SAS® Visual Text Analytics

Gain insights from data with a combination of natural language processing, machine learning and linguistic rules. SAS Visual Text Analytics in SAS® Viya® uses context to provide a comprehensive solution to the challenge of identifying and categorizing key textual data. You can build models (based on training documents) that analyze and categorize a set of documents, then customize them to realize the value of your text-based data.

white marble texture

The most recent release is SAS Visual Text Analytics 8.5.

What’s New

New GUI Features (available in Model Studio)

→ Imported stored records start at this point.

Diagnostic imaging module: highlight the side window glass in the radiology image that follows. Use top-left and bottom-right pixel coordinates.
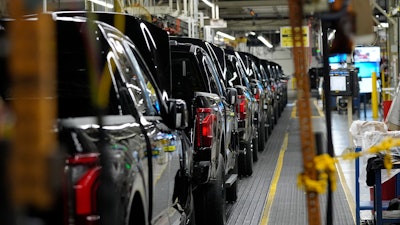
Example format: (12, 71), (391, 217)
(203, 56), (225, 96)
(102, 53), (130, 115)
(108, 39), (160, 116)
(57, 50), (122, 118)
(125, 43), (160, 116)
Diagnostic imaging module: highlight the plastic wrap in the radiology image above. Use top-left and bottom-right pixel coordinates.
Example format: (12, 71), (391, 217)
(349, 120), (388, 147)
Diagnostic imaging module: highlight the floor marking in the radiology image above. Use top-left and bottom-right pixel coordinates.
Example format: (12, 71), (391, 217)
(336, 162), (357, 224)
(291, 100), (325, 119)
(260, 132), (289, 225)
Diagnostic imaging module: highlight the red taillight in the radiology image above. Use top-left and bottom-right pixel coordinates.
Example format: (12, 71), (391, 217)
(74, 167), (100, 216)
(236, 95), (247, 120)
(66, 153), (101, 225)
(196, 108), (215, 147)
(254, 89), (260, 101)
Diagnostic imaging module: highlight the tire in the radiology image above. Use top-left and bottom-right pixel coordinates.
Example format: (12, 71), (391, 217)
(239, 138), (253, 176)
(226, 155), (238, 202)
(257, 120), (266, 153)
(194, 154), (226, 225)
(251, 131), (259, 162)
(274, 104), (279, 125)
(268, 108), (275, 132)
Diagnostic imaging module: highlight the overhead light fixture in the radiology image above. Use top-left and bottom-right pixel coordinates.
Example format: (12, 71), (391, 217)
(216, 31), (236, 41)
(89, 0), (114, 9)
(202, 0), (214, 8)
(257, 36), (274, 48)
(379, 23), (389, 28)
(328, 30), (336, 41)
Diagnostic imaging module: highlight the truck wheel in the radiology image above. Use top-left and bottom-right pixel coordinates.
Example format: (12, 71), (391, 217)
(239, 141), (253, 176)
(226, 158), (238, 202)
(252, 131), (259, 162)
(257, 121), (266, 153)
(194, 154), (226, 225)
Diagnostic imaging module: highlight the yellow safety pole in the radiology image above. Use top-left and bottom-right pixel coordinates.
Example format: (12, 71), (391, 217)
(381, 70), (388, 101)
(371, 72), (378, 119)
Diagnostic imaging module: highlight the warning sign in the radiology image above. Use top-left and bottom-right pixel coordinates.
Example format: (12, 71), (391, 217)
(281, 26), (310, 48)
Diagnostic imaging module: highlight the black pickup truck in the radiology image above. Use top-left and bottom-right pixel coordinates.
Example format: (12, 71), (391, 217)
(170, 40), (238, 225)
(237, 51), (271, 151)
(0, 13), (194, 225)
(224, 49), (259, 176)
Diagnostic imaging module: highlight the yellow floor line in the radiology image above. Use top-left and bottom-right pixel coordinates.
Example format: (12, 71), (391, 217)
(291, 100), (325, 119)
(260, 132), (289, 225)
(336, 159), (356, 224)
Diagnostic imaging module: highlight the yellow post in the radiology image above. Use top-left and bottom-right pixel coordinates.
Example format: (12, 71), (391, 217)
(371, 72), (378, 119)
(381, 70), (388, 101)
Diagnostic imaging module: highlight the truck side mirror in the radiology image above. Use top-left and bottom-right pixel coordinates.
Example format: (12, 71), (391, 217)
(227, 88), (237, 105)
(167, 99), (188, 130)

SAS Visual Text Analytics 8.5 offers new features and performance enhancements that provide greater flexibility and control when building models. It optimizes pipeline processing and run time for faster results.

New Features:

  • Use stratified sampling when automatically generating categories for large data sets to reduce pipeline run time.
  • Filter matches in the rule editor of the Edit Concept and Sandbox tabs by using the _SELF_ keyword in conjunction with REMOVE_ITEM and NO_BREAK rules.
  • Generate output data from a Concepts node and export it to SAS Visual Analytics for further analysis and visualization.
  • Use a report template in SAS Visual Analytics to quickly create reports from Concepts and Categories output data.
  • The autocomplete feature of the code editor in the interactive windows for the Concepts and Categories nodes is case-sensitive, preventing accidental automatic completion of a key word as an operator.
  • Add a pipeline template to a new or existing project in The Exchange.

Performance Enhancements:

  • Improved processing of Concepts and Categories nodes in a pipeline when no concepts or categories exist in the taxonomy.
  • Improved automatic rule generation when automatically generating rules for a concept. Any generated rules that are duplicates of an existing user-defined rule for that concept, or that do not add significant value to that concept, are removed.
  • Improved mapping of part-of-speech tags in conjunction with more optimal definitions of predefined concepts results in better matches for predefined concepts.
  • Improved text processing.

Improved Capabilities for Morphological Expansion in the Korean Language

Terms used in CONCEPT, C_CONCEPT, CONCEPT_RULE, SEQUENCE, PREDICATE_RULE, REMOVE_ITEM, and NO_BREAK rules are now automatically expanded to include inflectional forms. When scoring these rules with the Concepts node, the inflectional forms are matched in addition to the term in the rule. In other words, if the stem of a word (for example, "하다") is in a CONCEPT rule, inflectional forms in the dictionary (such as, "했다", "하면서", or "하시면") in a document are matched. If you do not want the word to expand, you can preserve the previous behavior in the Korean language by using a CLASSIFIER rule, then feed the matches into any of the other rule types. Note that you cannot use morphological expansion symbols in rules for the Korean language.  Category rules can refer to concept rules to take advantage of the expansion.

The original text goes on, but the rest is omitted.